You want to talk about the definition of clutch. He seemed to have a knack for always performing best at the most critical times.
I was not a Pacers fan but I could not help but admire the guy. Plus he always seemed so calm.
Just did a Google search of him being clutch and I was reminded of the time when he got 8 points in 9 seconds at one point during the last 32 seconds of a game to bring the Pacers from behind to win. I mean, for crying out loud.
Knicks now leading the Celtics by 24 points. Closeout game.
Either Tyrese Haliburton, Jalen Brunson, Shai Gilgeous-Alexander, or Anthony Edwards will win their first championship this year. Four guys who will be key figures in the league for years to come.

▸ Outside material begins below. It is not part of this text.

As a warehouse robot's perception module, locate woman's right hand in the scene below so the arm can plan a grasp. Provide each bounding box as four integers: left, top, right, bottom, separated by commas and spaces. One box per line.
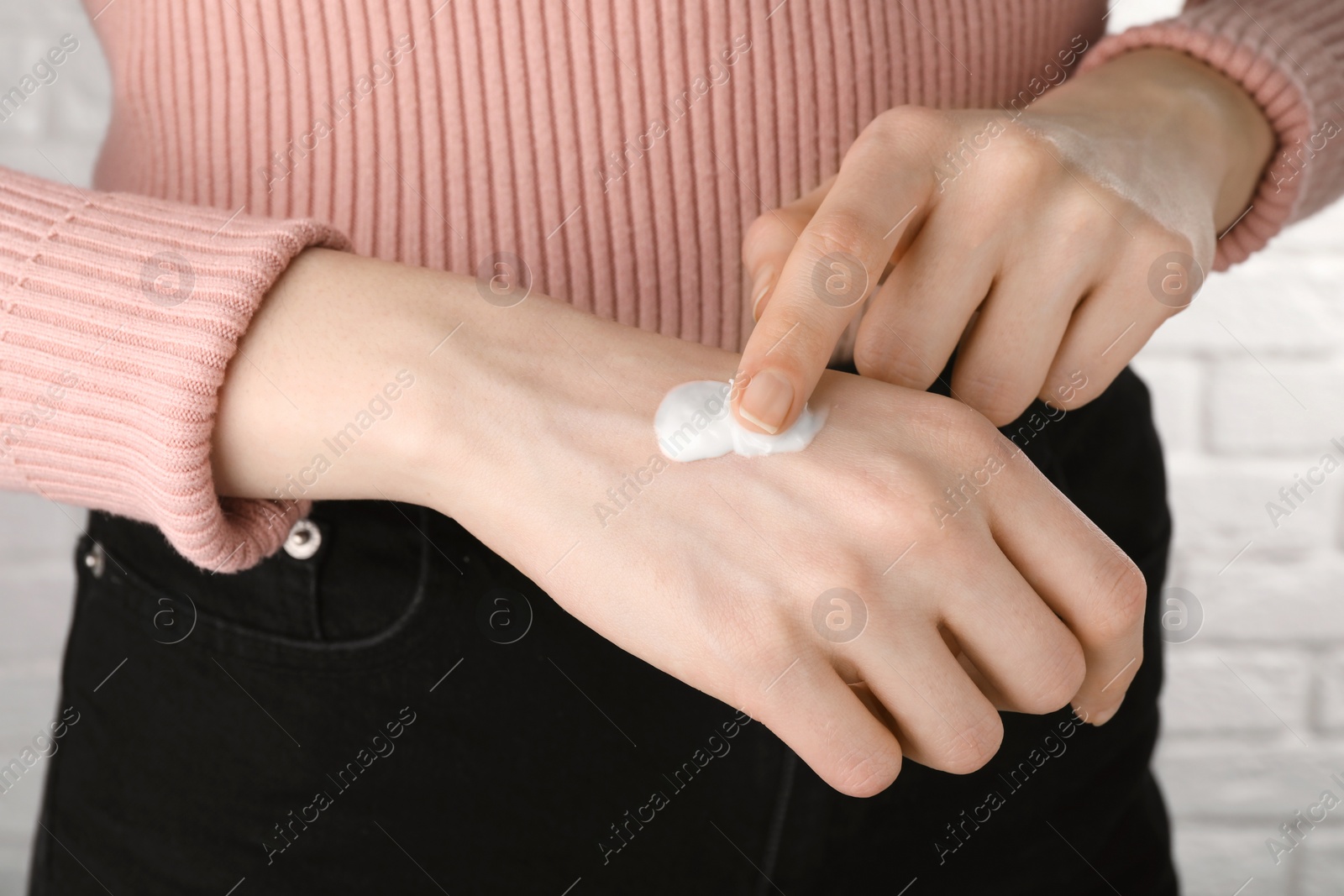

Here’s hoping it’s Halliburton.
Fun fact, if the 6th-seeded Twolves advance to play the 4th-seeded Pacers, it will be the lowest-seeded NBA Finals of all time (combined seeding of ten).
And even if they meet the No. 3 seed Knicks, it would still tie for the lowest-seeded Finals too. The current record, if I recall right, is when the No. 1 seed Spurs played the No. 8 seed Knicks in 1999 in the Finals (combined seeding of nine).
The Leafs could put up enough of a fight to stop it. It’s a 3/4 vote usually, but they are a powerful and influential force and pumps a huge amount of money into the league.
North American pro sports leagues are very weird in that they tend to not put teams where the customers are. They put teams
- Where they can fleece governments out of stadiums, and
- To a much lesser extent, where they think they can CREATE fans.
If MLB expanded, the absolutely perfect place for a new team would be somewhere in or around New York City. That however would offend the Yankees and Mets, and wouldn’t create new fans in Portland or Vancouver or whatever.
The NHL is an even more extreme case because Toronto is the biggest hockey market on the planet and is LUDICROUSLY underserved. It’s not that Toronto could support two teams. Toronto could support three teams, easily. (I am defining “Toronto” as the entire metro sprawl; the teams might actually be best located in places like Mississauga or Vaughan.) Four teams would not be out of the question if one is in a place like Kitchener. The NYC metro area has three teams but most reports conclude Toronto actually has more hockey fans. Experience demonstrates you need about 1 to 1.5 million Canadians to support an NHL team comfortably. The Toronto metro area has six or seven million Canadians.